Time and again Saturday, bidders tussled over the major moments and monumental memories from Mark’s collection, which was filled with the very items that were there as history was being made — that were signed by, held by, worn by the men and women who shaped the American experience and beyond. Look no further than a letter written by a man named George Henry Hunt to his mother and father shortly after he joined the maiden voyage of the RMS Titanic in Southampton on April 10, 1912, heading home to his native Philadelphia.
"I boarded the Titanic today,” wrote Hunt to his parents after he was moved from the Oceanic to the Titanic following mechanical difficulties aboard the other ship. “Remember me to all. Will write you when I arrive at New York ... Hope that I shall be the first down and the last up to make what I ought to have had on the Oceanic."
Hunt’s missive, written on “On board R.M.S. ‘Titanic’” letterhead bearing the White Star Line watermark, opened live bidding Saturday at $15,500. But bids streamed in over the phone and HA.com as the letter headed to its final price of $275,000.

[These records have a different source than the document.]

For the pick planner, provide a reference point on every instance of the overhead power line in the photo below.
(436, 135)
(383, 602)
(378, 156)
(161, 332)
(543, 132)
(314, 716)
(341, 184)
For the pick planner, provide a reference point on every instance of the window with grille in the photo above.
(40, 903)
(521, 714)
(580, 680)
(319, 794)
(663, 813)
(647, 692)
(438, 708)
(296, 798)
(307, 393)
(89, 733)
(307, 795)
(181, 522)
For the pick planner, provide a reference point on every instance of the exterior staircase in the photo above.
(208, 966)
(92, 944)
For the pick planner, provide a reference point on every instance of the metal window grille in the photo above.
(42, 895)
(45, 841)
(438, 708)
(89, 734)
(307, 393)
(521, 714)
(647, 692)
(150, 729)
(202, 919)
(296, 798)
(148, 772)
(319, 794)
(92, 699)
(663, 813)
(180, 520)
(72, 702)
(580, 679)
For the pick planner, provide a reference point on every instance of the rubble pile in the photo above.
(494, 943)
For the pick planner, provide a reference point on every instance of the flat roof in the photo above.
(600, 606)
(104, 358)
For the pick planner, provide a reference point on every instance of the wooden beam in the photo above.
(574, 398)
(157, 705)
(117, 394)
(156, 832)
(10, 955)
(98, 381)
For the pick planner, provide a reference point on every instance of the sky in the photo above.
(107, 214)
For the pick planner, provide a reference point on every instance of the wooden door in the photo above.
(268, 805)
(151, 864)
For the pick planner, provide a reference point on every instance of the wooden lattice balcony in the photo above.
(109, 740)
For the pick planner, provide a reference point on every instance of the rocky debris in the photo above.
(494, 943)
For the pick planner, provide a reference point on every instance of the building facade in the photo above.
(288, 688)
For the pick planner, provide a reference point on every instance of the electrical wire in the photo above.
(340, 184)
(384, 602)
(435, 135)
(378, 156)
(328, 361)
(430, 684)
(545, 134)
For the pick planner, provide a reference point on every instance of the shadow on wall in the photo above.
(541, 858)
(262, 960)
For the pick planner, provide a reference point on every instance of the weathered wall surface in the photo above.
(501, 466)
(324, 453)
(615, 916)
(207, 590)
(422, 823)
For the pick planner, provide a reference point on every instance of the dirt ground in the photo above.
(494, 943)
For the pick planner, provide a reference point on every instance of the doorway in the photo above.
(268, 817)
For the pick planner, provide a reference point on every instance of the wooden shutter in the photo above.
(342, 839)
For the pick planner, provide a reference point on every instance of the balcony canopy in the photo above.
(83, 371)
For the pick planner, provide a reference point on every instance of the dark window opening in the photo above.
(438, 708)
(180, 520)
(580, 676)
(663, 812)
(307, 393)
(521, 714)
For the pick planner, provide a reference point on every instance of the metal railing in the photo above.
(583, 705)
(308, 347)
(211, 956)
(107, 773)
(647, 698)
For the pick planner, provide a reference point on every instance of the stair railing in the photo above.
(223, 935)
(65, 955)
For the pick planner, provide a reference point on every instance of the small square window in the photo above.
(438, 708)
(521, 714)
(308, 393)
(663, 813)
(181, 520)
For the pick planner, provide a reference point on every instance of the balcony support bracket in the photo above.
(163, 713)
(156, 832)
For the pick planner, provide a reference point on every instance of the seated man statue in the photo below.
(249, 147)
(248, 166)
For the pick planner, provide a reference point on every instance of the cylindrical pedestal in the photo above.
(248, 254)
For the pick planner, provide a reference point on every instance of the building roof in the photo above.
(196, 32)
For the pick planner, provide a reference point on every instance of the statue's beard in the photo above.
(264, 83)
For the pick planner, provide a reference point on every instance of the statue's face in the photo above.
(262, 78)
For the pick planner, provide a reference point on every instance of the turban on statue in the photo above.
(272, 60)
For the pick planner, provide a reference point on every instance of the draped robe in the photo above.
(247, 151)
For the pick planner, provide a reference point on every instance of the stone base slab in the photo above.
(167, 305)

As expected, two of the most famous and familiar items from the Mark collection likewise attracted heavy bidding, with each hitting the quarter-million-dollar mark.
Mark owned the sole copy of the Atlantic Charter signed by President Franklin D. Roosevelt and British Prime Minister Winston S. Churchill. Its new owner paid $250,000 for the privilege of owning the August 1941 document in which the two men shared “their hopes for a better future for the world.”
Mark also owned one of the fewer than 250 surviving Enigma machines used by the Germans to encrypt top-secret messages during World War II. One of the centerpieces of this auction, it, too, realized $250,000.
Not far behind was an extraordinary Nov. 21, 1961, letter to the UPI’s bureau chief in which then-former President Harry S. Truman defended the bombing of Hiroshima and Nagasaki. In the letter, which sold for $237,500, Truman wrote that “I have very little to say about that except that the tears that have been shed on account of the atomic bomb should have been shed on the Pearl Harbor attack.”
The shadows of war and the promises of peace reverberated throughout Mark’s collection, which is perhaps why they resonated so profoundly with the nearly 500 bidders who participated in Saturday’s auction. No missive nor memory was too was too small to be overlooked by the event’s participants, several of whom vied for an August 15, 1798, letter Washington wrote to the Reverend Jonathan Boucher. In this historic missive the president wrote, “Peace, with all the world is my sincere wish.” It realized $106,250.
But there is time yet for collectors to own a piece of Mark’s breathtaking collection: On Tuesday, during the American Art Signature® Auction, Heritage will offer one of Rembrandt Peale’s iconic porthole portraits of Washington. Bidding on that painting has already hit $200,000, and if Saturday was any indication, that is but the starting point.